From that first period we can see original period copies in Barcelona that prove Masats’ desire to experiment and his tendency towards content close to reportage or abstraction, which would explain his later path. Already in his very early compositions made on excursions around Barcelona it is possible to detect his desire to find beauty in the simplest and most everyday enclaves, even in those most theoretically distant from any plastic quality: he considered that, the more humble his motive, the Better results could be offered by visual sublimation. At this start of the tour we will see fifteen wonderful vintages that the Catalan grouped together in what was his first series: Las Ramblashis first proposal with thematic unity, composed of loose glances, visual discoveries; It was not its purpose to document the best-known street in Barcelona from realism (it must be emphasized that all the negatives and copies that make up the exhibition were reviewed by the author, so we know – and it is a rare circumstance among Spanish photographers – that they were approved by him and that meet his selection criteria). Nearby are works that were part of the aforementioned publication. Neutral Cornerwhich was accompanied with texts by Ignacio Aldecoa, both hard and concise, and from those Sanfermineshis first photobook as such, laid out and the images selected by the artist.
We can consider it his most ambitious project up to that moment: without prior documentation, he wanted to address an issue surrounded by clichés and he did so by accentuating the light, the irony, in soft and nuanced tones, consistent with the party. Later he would continue returning to Pamplona and photographing these celebrations from different perspectives, but those first images, which he chose to edit in a dynamic and fresh way, opened the doors of the capital to him.

We also owe Masats the photographs that accompany Old stories from Old Castile by Delibes, in his 1964 edition of Lumen. He took them from where the writer had been inspired, in Tierra de Campos, but without basing them on specific texts or characters, without yearning for literal illustration. In fact, if Delibes accentuates the nostalgia and tenderness that those places arouse in him, in the Catalan there is no room for melancholy or bucolism: he focuses on the hardness of work in the fields, social stagnation or old women always in mourning.
Neither Masats nor most of the photographers of his generation, despite encountering censorship and exercising self-censorship as much or more often, turned their work into a tool of political denunciation; They were not activists, this does not imply that their production lacks social readings, in the case of this author, packaged in a humor more or less close to satire. An irony that never applied, on the other hand, to the simplest people.

The Foundation does not lack images taken from his series in Arcos de la Frontera, the portraits of athletes, artists or actors that he carried out for various media outlets – he imposed his gaze on every assignment – and those scenes, widely publicized or not. so much so that they prove that, over the decades, Masats became one of the chroniclers of his time who most wisely knew how to distance himself from stereotypes, link documentary and aesthetic value, and approach, deflating clichés, to ordinary people.
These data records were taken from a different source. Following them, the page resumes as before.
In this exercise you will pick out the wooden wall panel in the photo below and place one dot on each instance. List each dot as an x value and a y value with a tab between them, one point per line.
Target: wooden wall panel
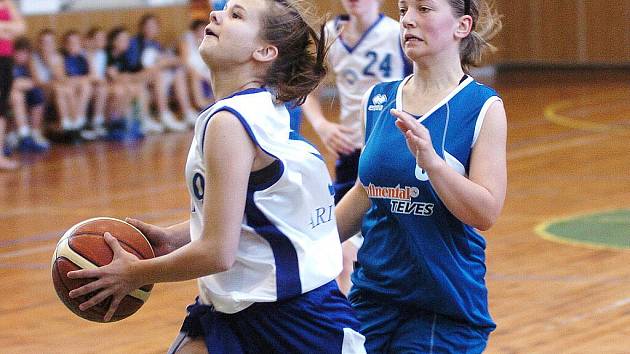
534	31
608	30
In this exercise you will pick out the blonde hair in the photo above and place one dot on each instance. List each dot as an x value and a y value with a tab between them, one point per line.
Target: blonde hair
486	24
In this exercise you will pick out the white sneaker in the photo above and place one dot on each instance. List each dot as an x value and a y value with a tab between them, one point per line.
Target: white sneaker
171	123
150	126
191	118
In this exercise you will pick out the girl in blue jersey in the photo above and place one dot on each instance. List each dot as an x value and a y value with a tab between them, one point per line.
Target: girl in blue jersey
432	173
366	51
262	238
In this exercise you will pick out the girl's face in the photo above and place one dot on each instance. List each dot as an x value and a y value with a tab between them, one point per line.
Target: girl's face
151	28
73	44
47	43
361	7
234	33
121	43
428	27
22	56
99	41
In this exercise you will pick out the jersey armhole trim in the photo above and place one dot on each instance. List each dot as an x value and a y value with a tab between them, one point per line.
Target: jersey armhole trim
250	133
364	103
482	116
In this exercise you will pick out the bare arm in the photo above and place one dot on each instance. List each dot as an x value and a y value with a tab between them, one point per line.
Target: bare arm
336	138
478	199
228	157
350	210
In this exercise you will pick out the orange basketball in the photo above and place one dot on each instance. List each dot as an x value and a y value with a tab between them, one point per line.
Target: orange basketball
83	246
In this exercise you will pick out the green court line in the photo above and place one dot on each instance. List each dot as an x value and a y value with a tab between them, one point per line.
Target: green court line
598	230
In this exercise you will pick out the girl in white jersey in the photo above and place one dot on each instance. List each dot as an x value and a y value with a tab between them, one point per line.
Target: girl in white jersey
262	239
366	51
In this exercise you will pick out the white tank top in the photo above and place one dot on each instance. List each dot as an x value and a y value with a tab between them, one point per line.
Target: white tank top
289	242
376	57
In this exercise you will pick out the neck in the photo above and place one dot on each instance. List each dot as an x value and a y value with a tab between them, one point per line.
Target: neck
436	74
225	83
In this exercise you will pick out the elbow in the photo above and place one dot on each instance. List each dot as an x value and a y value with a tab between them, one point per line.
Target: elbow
485	222
220	263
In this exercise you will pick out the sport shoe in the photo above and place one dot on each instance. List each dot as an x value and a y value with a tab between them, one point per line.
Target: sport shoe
88	135
40	139
172	124
28	144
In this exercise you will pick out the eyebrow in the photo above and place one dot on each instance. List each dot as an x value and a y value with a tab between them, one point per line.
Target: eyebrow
239	7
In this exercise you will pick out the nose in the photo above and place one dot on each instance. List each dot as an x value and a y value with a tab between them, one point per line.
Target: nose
407	20
214	17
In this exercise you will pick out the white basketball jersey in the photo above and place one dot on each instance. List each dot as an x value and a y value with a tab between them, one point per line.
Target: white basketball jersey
376	57
289	242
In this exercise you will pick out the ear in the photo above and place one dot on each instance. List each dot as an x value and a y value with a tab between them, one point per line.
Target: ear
265	54
464	27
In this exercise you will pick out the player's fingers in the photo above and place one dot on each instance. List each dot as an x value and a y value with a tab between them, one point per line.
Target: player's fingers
346	130
113	243
140	225
85	289
96	299
83	273
113	307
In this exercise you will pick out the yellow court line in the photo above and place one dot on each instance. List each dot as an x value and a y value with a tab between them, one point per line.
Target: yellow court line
541	230
551	114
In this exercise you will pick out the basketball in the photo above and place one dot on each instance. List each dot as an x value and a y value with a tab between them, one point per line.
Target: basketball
83	246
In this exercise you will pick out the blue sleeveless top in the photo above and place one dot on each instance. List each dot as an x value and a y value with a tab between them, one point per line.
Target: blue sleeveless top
416	253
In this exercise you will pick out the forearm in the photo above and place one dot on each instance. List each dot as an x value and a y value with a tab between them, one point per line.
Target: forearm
471	203
180	234
350	211
194	260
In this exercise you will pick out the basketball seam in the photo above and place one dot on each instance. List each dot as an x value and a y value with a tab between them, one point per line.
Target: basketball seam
64	250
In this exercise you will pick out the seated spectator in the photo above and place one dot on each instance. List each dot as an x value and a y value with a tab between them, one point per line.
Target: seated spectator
77	71
126	86
146	55
27	100
48	72
197	70
95	42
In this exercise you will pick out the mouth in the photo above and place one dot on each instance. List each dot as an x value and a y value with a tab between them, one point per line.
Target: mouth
209	32
410	38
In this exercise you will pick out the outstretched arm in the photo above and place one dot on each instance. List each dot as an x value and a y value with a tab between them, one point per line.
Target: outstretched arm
336	137
228	156
478	199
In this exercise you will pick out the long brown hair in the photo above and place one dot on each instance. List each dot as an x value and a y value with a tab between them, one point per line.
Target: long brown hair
486	25
300	65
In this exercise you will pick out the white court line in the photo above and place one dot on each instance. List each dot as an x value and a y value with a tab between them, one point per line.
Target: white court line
561	145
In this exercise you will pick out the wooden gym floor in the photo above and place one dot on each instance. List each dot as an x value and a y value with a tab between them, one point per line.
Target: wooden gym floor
568	153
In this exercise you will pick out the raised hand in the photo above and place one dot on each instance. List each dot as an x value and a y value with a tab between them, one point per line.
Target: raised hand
418	140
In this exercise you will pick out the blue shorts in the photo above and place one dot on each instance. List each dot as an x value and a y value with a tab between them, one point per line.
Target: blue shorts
320	321
346	170
35	97
390	329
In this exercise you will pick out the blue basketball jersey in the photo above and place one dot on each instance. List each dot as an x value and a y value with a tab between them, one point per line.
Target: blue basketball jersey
416	253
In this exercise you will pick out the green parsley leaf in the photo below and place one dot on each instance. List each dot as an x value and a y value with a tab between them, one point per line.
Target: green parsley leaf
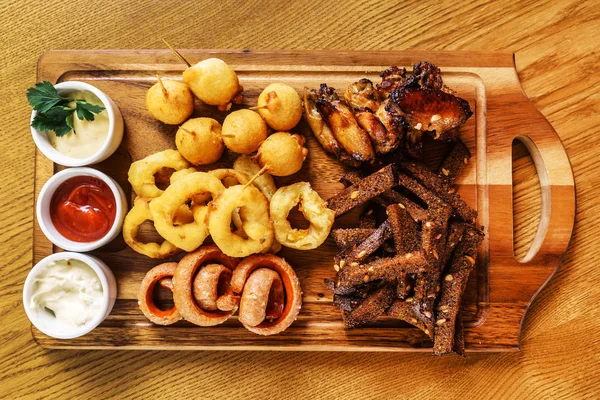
86	110
53	111
45	122
44	96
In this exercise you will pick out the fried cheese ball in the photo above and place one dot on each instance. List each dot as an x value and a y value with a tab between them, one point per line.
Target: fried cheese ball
243	131
170	101
283	107
282	153
199	141
214	82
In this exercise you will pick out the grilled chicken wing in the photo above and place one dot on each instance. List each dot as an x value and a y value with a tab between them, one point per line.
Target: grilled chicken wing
362	94
430	110
321	130
352	138
383	140
389	119
391	78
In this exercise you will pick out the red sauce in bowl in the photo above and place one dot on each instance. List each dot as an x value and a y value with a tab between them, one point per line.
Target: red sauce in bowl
83	209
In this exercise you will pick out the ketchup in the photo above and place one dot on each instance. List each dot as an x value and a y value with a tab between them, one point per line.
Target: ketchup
83	209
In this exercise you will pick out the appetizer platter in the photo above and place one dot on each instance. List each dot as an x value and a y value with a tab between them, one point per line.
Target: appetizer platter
347	201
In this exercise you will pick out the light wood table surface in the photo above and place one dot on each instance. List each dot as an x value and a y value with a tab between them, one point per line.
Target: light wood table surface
557	47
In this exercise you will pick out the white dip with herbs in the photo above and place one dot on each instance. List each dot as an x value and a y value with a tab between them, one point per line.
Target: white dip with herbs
88	136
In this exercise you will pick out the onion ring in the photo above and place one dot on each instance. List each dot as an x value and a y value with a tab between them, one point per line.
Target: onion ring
264	182
188	236
162	274
228	177
254	211
131	225
183	285
293	293
141	173
314	209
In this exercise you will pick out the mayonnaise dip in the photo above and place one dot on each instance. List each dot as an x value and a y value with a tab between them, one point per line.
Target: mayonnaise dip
70	289
89	136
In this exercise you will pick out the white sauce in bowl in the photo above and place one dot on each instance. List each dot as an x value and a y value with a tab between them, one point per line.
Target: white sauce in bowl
89	136
68	289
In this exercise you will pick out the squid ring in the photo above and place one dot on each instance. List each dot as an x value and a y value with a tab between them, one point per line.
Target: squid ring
187	236
131	225
256	224
242	282
314	209
183	285
161	274
141	172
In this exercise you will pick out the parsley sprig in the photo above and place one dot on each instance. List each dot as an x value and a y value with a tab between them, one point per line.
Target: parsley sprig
53	110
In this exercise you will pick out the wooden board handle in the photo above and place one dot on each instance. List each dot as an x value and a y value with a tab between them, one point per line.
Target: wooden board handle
557	198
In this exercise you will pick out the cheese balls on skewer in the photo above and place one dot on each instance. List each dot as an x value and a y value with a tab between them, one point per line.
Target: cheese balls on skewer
282	154
243	131
199	141
214	82
280	106
170	101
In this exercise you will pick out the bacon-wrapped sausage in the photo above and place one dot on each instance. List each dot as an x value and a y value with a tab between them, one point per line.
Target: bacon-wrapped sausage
261	309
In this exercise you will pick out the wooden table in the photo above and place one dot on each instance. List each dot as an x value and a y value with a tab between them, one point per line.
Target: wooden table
556	46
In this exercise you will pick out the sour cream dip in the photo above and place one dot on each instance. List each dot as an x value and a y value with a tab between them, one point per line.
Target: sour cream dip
69	290
87	137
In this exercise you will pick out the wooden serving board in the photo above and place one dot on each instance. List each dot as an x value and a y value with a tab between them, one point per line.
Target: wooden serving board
499	291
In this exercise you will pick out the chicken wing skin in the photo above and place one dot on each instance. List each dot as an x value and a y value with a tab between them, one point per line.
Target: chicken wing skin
352	138
383	141
430	110
362	94
391	78
320	129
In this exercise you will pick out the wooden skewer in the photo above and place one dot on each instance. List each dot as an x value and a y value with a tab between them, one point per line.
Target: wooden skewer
259	173
194	133
177	53
188	131
257	108
162	86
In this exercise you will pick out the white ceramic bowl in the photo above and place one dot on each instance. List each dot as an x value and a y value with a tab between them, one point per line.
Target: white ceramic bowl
46	322
113	139
43	209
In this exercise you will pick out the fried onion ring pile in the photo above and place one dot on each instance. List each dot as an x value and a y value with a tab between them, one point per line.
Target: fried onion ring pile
240	224
314	209
131	225
256	224
141	173
187	236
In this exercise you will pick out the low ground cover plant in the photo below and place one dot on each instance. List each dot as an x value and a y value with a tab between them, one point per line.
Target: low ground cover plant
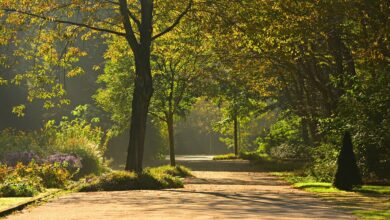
151	178
33	178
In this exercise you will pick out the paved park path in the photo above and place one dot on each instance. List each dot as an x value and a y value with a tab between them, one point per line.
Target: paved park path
220	190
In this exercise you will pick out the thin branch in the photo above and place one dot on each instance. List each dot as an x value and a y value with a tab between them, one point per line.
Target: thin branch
130	35
157	116
131	15
175	23
63	21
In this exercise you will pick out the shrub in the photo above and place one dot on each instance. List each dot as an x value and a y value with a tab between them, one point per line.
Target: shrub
253	155
25	157
347	174
151	178
71	162
91	159
3	172
287	151
21	181
22	188
226	157
54	175
177	171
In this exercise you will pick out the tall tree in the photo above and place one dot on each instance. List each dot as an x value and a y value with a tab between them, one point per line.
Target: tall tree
132	20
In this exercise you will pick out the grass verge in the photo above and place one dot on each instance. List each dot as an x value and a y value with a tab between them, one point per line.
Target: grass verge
367	202
226	157
151	178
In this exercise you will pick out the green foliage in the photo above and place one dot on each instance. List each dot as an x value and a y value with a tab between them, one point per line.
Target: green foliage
77	137
37	176
323	166
347	175
226	157
177	171
150	178
254	155
23	188
54	175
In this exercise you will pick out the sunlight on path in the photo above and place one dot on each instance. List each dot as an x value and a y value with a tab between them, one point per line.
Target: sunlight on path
221	190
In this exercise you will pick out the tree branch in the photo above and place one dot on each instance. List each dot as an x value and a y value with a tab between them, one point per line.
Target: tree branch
175	23
131	15
130	35
63	21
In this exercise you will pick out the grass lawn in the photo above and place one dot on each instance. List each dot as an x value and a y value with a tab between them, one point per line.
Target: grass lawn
7	202
367	202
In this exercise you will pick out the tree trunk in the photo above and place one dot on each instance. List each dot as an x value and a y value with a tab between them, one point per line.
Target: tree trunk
171	137
235	120
140	106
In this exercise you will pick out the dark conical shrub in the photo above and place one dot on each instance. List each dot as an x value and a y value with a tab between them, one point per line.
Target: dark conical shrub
347	174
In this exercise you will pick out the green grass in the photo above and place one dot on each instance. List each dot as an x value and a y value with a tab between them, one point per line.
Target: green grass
7	202
177	171
367	202
12	201
373	214
151	178
226	157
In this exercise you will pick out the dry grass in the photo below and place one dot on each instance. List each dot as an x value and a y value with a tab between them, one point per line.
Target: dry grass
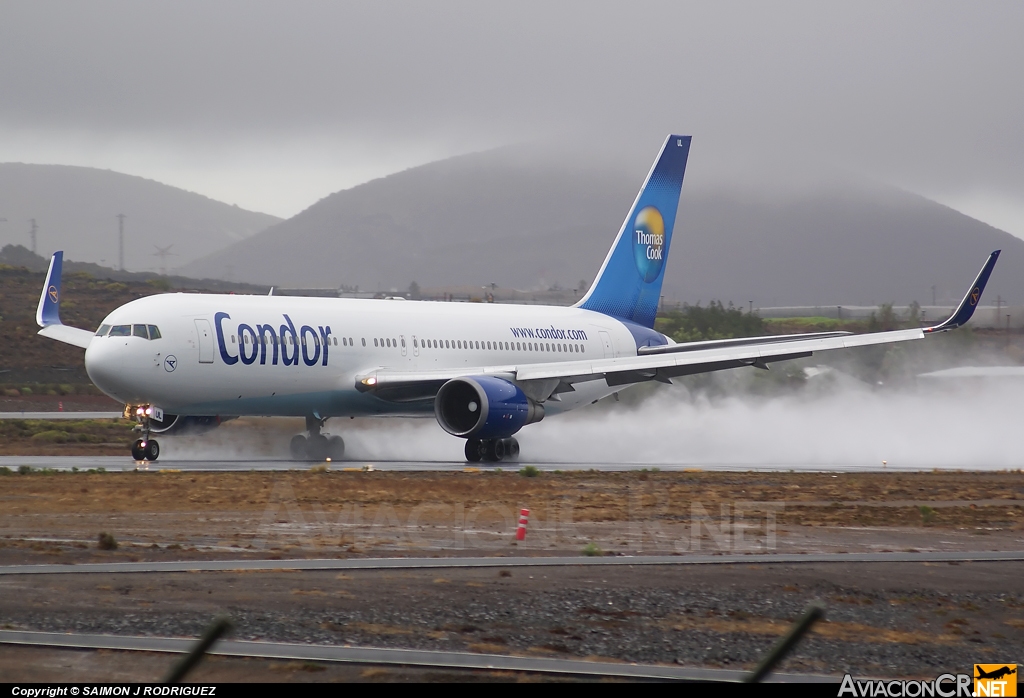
805	498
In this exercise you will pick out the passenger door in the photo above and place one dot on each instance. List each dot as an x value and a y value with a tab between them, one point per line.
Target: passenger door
205	333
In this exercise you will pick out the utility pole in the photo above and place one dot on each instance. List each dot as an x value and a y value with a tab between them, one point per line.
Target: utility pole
121	241
163	253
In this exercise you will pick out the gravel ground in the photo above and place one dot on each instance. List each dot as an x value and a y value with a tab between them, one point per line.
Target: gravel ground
882	619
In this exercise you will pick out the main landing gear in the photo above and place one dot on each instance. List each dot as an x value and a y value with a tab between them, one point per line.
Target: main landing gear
492	450
318	446
144	448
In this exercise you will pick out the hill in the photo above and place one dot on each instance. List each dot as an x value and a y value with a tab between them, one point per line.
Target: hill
76	210
515	218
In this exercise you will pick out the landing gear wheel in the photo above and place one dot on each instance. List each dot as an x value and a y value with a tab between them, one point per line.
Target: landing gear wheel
316	447
298	447
336	448
473	450
495	450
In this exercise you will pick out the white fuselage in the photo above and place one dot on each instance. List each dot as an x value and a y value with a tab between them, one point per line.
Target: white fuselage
264	355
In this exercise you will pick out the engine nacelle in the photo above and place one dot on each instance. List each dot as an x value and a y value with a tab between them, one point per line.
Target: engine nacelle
183	424
484	407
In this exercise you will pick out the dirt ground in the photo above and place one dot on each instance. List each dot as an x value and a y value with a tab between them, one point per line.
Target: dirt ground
891	619
57	515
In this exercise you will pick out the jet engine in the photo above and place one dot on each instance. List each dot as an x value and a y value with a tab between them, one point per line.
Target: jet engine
184	424
484	407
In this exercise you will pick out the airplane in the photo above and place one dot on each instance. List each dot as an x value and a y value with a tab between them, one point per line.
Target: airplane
181	361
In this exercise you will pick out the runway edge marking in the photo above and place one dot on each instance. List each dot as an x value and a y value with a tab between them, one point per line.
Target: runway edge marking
432	563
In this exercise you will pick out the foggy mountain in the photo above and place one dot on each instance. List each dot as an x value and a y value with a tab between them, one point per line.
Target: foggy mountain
518	220
76	211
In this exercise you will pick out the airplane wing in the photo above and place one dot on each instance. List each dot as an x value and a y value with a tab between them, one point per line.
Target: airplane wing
48	311
663	363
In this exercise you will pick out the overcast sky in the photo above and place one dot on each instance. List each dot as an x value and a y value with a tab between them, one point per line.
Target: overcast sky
272	105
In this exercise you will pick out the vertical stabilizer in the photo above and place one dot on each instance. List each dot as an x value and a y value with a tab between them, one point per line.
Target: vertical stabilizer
629	285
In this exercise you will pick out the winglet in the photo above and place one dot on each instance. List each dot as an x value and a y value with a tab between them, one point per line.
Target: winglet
971	300
48	311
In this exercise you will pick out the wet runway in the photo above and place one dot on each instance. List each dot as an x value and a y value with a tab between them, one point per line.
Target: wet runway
378	655
540	561
120	464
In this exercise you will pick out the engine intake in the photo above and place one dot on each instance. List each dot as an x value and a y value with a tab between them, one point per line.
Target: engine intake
484	407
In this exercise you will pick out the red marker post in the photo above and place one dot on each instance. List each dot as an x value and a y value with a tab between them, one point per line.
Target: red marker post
520	531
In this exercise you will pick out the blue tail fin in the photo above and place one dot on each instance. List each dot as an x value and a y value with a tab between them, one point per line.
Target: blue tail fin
629	285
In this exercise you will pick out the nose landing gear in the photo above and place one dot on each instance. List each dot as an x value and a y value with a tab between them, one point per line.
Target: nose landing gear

A keen observer, he paid attention to both the work sphere and moments of leisure, rural and urban environments, traditional customs and religious rites and the advent of lifestyles more attached to consumption.
The center of his interest was, in any case, human stories, whether he worked in black and white or, starting in the eighties, in color; The latter allowed him to access new possibilities in storytelling through images, as we can see in his books published in Lunwerg. diverse Spain (1984), From heaven. Spain (1989), Bull (1998) and The built memory (2002).
Respectful of his discipline (he did not fall into manipulation) and of the public (he never wanted to offend or hurt, beyond his sarcastic disposition), he fled both from solemnity and from the accessory: he wanted to condense the features that defined the subjects, reach a synthesis image.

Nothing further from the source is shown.